In its announcement on Monday, INmune said it successfully completed nine INKmune administrations in the outpatient setting within the first cohort in the trial. None of the patients who have received INKmune so far have experienced significant adverse events or required conditioning therapy, premedication, or cytokine support, according to the firm. 

INmune's primary goal in the CaRe PC trial is to evaluate INKmune's safety and tolerability and to determine the maximum tolerated dose. The firm is also tracking patients' objective response rates and overall survival on the treatment, among other outcomes. 

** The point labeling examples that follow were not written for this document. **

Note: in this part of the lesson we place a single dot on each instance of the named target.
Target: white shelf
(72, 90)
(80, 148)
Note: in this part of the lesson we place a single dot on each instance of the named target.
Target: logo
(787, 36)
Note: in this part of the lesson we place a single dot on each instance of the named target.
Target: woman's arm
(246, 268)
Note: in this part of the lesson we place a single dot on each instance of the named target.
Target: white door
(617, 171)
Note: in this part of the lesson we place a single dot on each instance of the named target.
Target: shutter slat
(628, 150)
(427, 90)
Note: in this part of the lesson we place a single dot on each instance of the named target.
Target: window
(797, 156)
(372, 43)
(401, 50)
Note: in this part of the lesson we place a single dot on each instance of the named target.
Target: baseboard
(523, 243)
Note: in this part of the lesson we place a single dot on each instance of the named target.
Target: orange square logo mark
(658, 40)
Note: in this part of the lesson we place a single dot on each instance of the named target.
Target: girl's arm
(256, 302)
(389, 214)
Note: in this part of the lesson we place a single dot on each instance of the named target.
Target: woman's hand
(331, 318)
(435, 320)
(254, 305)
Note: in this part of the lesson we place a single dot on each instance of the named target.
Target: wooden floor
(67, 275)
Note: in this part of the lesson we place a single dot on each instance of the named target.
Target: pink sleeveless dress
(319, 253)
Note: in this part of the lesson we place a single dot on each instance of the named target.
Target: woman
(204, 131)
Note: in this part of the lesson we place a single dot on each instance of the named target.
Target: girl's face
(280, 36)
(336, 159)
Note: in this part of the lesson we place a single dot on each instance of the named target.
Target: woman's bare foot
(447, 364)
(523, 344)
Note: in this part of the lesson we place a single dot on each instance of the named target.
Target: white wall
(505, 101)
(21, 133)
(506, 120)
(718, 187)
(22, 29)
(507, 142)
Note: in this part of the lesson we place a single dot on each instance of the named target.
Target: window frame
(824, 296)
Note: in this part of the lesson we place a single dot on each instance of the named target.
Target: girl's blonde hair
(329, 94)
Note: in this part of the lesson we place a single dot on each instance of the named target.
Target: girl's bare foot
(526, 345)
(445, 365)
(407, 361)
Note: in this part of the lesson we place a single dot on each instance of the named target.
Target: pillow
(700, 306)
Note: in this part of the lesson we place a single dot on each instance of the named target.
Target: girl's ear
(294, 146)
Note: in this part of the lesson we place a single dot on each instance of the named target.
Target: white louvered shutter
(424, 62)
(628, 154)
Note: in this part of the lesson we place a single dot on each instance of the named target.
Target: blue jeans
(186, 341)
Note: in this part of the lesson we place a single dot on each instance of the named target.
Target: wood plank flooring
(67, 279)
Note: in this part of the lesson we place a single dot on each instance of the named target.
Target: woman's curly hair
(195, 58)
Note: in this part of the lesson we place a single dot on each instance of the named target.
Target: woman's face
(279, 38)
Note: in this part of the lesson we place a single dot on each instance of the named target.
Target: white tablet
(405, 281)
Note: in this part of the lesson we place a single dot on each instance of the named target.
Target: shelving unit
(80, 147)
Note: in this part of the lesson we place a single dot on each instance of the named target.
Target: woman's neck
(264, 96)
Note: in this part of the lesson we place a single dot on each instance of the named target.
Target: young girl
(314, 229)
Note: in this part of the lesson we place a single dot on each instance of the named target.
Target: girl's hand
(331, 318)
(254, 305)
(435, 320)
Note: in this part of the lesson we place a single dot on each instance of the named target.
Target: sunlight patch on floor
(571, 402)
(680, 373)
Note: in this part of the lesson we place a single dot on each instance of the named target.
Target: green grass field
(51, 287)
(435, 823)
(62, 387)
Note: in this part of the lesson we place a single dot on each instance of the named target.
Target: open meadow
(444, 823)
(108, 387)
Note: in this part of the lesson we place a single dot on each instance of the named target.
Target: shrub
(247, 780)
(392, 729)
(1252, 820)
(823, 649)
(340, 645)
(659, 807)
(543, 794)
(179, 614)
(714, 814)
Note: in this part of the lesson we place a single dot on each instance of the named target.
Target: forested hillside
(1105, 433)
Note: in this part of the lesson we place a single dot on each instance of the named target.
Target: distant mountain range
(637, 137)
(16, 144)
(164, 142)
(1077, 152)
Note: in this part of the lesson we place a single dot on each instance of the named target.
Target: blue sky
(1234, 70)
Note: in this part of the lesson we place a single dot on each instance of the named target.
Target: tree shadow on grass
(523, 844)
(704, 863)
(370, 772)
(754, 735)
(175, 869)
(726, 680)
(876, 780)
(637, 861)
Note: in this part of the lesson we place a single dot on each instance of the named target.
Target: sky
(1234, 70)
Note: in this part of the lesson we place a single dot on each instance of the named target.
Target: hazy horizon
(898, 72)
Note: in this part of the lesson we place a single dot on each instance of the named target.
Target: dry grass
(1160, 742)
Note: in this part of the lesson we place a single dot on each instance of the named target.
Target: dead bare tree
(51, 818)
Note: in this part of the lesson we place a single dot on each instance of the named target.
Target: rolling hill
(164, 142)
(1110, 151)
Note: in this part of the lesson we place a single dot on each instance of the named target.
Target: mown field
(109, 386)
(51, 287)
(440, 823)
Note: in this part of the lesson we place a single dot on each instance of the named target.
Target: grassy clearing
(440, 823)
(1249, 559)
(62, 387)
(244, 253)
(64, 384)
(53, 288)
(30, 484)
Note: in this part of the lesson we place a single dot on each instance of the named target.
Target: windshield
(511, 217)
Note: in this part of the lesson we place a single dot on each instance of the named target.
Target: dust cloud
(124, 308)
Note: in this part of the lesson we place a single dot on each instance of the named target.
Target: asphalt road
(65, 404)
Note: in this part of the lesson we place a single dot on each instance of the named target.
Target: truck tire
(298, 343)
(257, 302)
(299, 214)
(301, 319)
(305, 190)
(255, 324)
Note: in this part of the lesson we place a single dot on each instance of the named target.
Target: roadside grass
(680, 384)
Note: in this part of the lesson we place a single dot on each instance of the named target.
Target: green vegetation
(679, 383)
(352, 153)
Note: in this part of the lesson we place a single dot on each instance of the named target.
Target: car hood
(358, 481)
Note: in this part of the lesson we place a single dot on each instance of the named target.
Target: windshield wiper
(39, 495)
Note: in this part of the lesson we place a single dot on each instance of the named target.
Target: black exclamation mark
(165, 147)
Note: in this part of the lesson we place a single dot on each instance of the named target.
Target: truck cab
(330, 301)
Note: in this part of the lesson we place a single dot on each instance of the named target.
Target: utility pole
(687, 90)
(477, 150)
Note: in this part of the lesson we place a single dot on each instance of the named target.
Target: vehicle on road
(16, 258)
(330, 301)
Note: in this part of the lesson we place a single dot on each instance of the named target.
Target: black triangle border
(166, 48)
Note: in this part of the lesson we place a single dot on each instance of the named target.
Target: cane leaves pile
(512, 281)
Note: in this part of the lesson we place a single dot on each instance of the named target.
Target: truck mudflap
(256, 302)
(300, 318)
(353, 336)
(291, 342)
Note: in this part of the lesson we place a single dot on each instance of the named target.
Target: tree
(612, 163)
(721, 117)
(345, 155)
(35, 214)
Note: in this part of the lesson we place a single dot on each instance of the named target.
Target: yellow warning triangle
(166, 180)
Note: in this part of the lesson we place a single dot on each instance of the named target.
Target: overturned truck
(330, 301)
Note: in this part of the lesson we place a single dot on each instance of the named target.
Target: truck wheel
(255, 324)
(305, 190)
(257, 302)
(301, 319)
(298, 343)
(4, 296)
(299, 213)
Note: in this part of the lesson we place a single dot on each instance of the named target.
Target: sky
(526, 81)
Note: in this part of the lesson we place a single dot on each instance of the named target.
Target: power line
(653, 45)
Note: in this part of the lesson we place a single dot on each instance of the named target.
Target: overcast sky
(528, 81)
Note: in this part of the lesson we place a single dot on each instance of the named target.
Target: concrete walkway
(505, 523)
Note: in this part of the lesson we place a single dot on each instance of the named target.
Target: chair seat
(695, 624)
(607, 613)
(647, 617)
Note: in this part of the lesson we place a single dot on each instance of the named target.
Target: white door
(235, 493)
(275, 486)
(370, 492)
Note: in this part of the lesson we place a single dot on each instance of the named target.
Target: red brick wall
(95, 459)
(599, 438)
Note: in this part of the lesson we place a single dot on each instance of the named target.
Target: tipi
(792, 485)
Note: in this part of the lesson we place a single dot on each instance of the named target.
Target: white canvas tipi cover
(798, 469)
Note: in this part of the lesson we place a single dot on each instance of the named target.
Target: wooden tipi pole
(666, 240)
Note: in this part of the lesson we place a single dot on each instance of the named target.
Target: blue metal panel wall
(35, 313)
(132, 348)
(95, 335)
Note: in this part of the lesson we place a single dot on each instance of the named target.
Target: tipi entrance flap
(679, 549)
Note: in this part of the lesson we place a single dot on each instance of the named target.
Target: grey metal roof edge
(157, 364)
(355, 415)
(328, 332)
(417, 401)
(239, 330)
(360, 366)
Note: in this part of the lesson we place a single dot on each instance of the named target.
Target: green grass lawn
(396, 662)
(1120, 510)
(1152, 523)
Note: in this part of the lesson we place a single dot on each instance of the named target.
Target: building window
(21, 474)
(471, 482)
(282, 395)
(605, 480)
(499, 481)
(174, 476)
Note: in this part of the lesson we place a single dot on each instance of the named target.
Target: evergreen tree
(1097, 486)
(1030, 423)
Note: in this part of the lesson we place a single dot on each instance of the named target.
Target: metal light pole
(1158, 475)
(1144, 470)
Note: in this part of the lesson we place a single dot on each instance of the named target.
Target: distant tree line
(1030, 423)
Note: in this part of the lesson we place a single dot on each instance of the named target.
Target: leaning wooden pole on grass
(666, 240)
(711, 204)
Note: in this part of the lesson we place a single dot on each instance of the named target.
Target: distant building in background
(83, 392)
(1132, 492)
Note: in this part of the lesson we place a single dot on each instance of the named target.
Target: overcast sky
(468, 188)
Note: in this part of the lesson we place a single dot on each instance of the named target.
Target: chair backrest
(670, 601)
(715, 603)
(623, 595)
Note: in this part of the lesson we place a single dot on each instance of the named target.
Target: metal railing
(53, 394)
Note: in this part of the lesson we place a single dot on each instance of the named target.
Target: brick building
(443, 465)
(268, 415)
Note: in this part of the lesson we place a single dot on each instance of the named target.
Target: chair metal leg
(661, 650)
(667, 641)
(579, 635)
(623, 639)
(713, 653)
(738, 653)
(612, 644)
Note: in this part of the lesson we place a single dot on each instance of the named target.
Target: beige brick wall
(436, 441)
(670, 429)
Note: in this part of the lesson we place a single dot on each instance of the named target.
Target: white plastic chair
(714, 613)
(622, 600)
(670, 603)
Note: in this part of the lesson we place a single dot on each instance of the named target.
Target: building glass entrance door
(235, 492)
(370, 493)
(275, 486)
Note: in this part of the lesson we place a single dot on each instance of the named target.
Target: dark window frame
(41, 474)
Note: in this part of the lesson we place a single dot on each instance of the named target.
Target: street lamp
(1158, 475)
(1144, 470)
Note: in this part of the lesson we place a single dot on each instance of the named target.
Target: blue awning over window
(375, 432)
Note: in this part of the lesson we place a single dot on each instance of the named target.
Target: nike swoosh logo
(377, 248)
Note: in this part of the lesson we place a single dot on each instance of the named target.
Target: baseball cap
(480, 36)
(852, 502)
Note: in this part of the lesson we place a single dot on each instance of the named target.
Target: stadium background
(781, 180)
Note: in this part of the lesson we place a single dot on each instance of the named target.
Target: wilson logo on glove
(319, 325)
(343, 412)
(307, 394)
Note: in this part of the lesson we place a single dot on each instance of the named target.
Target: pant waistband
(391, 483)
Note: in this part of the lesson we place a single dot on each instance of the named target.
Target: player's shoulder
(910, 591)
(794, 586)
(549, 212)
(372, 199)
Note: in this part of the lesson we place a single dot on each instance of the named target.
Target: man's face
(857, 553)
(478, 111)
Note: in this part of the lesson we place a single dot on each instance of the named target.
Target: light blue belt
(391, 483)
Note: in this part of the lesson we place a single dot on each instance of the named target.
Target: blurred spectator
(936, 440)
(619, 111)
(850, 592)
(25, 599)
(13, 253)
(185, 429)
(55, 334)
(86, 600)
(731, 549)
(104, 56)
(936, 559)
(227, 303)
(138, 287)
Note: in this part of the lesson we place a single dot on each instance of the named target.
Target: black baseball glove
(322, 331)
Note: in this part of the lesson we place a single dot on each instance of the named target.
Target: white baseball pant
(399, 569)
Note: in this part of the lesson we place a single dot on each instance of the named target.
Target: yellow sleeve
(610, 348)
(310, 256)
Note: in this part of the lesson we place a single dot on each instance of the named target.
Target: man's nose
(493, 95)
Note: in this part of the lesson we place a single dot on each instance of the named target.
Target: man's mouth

The firm is using Lantheus' radiolabeled prostate-specific membrane antigen (PSMA)-directed PET imaging agent Pylarify (piflufolastat F 18) to measure PSMA expression in patients' metastatic tumor lesions. INmune will also explore the relationship between patients' tumor responses and changes in circulating tumor DNA levels. 

INmune said it will advance INKmune into blinded, randomized, registration-directed trials based on the results of CaRe PC. 

"Given that prostate cancer has numerous resting NK cells in the tumor microenvironment that do not eliminate cancer, we believe that INKmune, by transforming the patient's NK cells into cancer-killing cells, could potentially be an optimal therapy for prostate cancer," INmune CSO Mark Lowdell said in a statement. 

INmune is also evaluating INKmune as a treatment for certain patients with myelodysplastic syndrome and acute myeloid leukemia. Beyond mCRPC and certain blood cancers, the firm believes INKmune could be used to treat various solid tumors with known natural killer cell resistance, including kidney, ovarian, lung, breast, and nasopharyngeal cancers.